Na nossa memória flui …a nossa identidade foraleira!

 

Comemorar 500 anos da atribuição do foral à vila de Loriga é, para todos nós loriguenses, reviver uma data histórica cheia de muito significado, merecedora de uma reflexão atenta e circunstanciada, pois está relacionada com um período nobre da vida das suas gentes e, por isso mesmo, exige de nós uma calendarização de ações comemorativas condignas e reveladoras de um redobrado entusiasmo vivencial.

Sabemos todos que os dias que correm não são de feição!

A austeridade e a enorme carga de impostos que somos obrigados a pagar continuadamente, não vão constituir um impedimento para que deixemos de valorizar a memória de uma comunidade onde os valores culturais, pese em alguns momentos, nunca deixaram de ser um referencial, quiçá, uma matriz identitária…

Já aprendemos muito ao longo destes dias …e podemos concluir que estas comemorações serão aquilo que os loriguenses exigirem e quiserem! Vamos então …vivê-las intensamente ao longo deste ano de 2014.

Como todos já sabem, as dificuldades de hoje são verosimilhantes - no que concerne às disponibilidades financeiras, mas … diferentes quanto à competência e desígnio - àquelas que no início do século XVI caraterizavam o quadro social, económico e financeiro português. Se hoje, o elevado preço a pagar se afigura exigente e primordial para cumprimento das medidas impostas pela “troika” e pelas elites tecnocratas europeias, naquela época, as medidas levadas a efeito, impunham-se pela racionalidade económica, pela reestruturação do regime e pela afirmação de um centralismo do poder régio que a modernidade ia configurando e o “modus”operandi” ia impondo.

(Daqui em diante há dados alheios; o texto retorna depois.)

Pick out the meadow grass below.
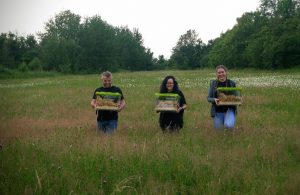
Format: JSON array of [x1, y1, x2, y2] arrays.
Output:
[[0, 69, 300, 194]]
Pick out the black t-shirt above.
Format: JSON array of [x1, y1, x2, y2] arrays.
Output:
[[216, 80, 233, 112], [93, 86, 124, 121]]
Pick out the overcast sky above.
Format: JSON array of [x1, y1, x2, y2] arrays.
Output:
[[0, 0, 259, 58]]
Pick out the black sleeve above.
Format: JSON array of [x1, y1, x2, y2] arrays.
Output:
[[117, 87, 124, 100], [92, 89, 97, 99], [178, 91, 187, 106]]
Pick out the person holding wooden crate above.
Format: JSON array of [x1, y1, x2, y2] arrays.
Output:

O contexto destas medidas não seria decerto apenas o cumprimento das leis foraleiras, o evitar do avolumar de queixas dos povos, a adulteração sub-reptícia dos textos, e o controlo do poder de alguns senhores dominiais, mas também transparecer firmeza e perspicácia legislativa conseguindo captar assim, um novo conjunto de receitas, passíveis de dar continuidade ao grande projeto expansionista, agora numa fase crucial de consecução e que o seu antecessor D. João II tinha iniciado. As ordenações manuelinas levadas a cabo entre 1512 e 1531 são o seu grande edifício de reorganização e administração.

Hoje, pelo contrário, com as medidas tomadas, ainda nenhuma meta foi ainda alcançada, apenas vemos caminhar rapidamente para o caos e para o abismo …o nosso povo e o nosso país!

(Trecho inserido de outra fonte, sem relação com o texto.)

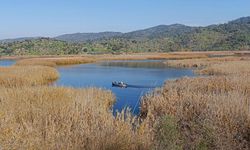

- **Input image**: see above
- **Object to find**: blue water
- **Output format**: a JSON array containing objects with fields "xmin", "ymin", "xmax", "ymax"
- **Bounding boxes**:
[
  {"xmin": 56, "ymin": 61, "xmax": 194, "ymax": 114},
  {"xmin": 0, "ymin": 60, "xmax": 194, "ymax": 114},
  {"xmin": 0, "ymin": 60, "xmax": 15, "ymax": 67}
]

Naquela época – finais do século XV - com tal desiderato conjuntural, ao rei D. Manuel I, solicitava-se-lhe a tomada de medidas que possibilitassem retirar o reino da situação em que se encontrava e levar por diante o projeto expansionista em que os portugueses estavam empenhados. Por esse facto, ordena por carta régia de 22 novembro de 1497, tomar a verificação dos forais para “tornallos a tall forma e estillo que se posam bem entender e comprir”.

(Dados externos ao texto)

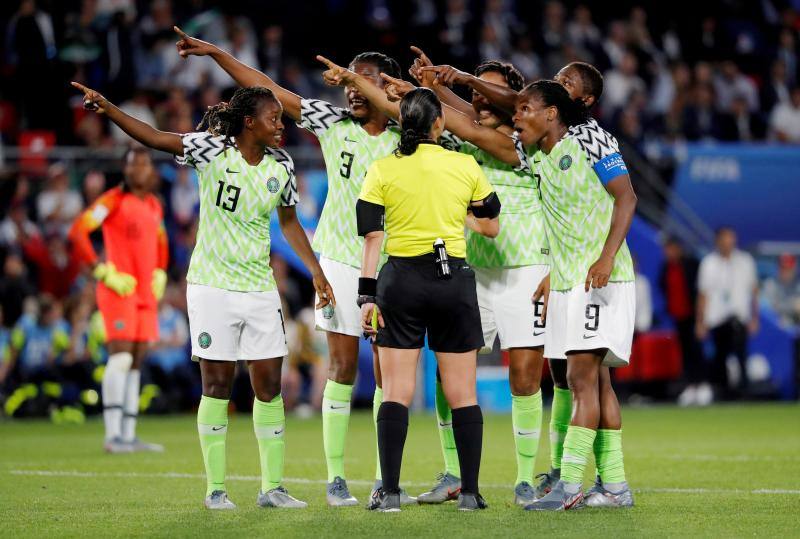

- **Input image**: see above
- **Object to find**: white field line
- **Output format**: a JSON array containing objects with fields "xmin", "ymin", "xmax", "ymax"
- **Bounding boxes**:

Durante vários anos todos partilhavam da azáfama que as novas realidades - a social, a económica e a partida para o oriente - iam exigindo. Por isso e talvez pela multiplicação das muitas queixas que cresciam no reino e as contínuas reclamações que foram aparecendo, motivadas umas pelas interpretações que os letrados davam aos forais velhos, outras pelo laxismo de setores do funcionalismo, exigiram do rei uma nova postura, quiçá, uma nova política.

Essa nova política passaria por tomar uma atitude, pautada pela ordenação de que funcionários régios, sob a égide do doutor Rui Boto, chanceler-mor, o desembargador João Façanha e o cavaleiro Rui de Pina percorressem o reino e recolhessem os forais velhos e averiguassem das condições que proporcionassem a sua reestruturação e possibilitassem a promulgação de novos.O Foral outorgado à vila de LORIGA ocorre durante a terceira fase (período de 1512 e 1516).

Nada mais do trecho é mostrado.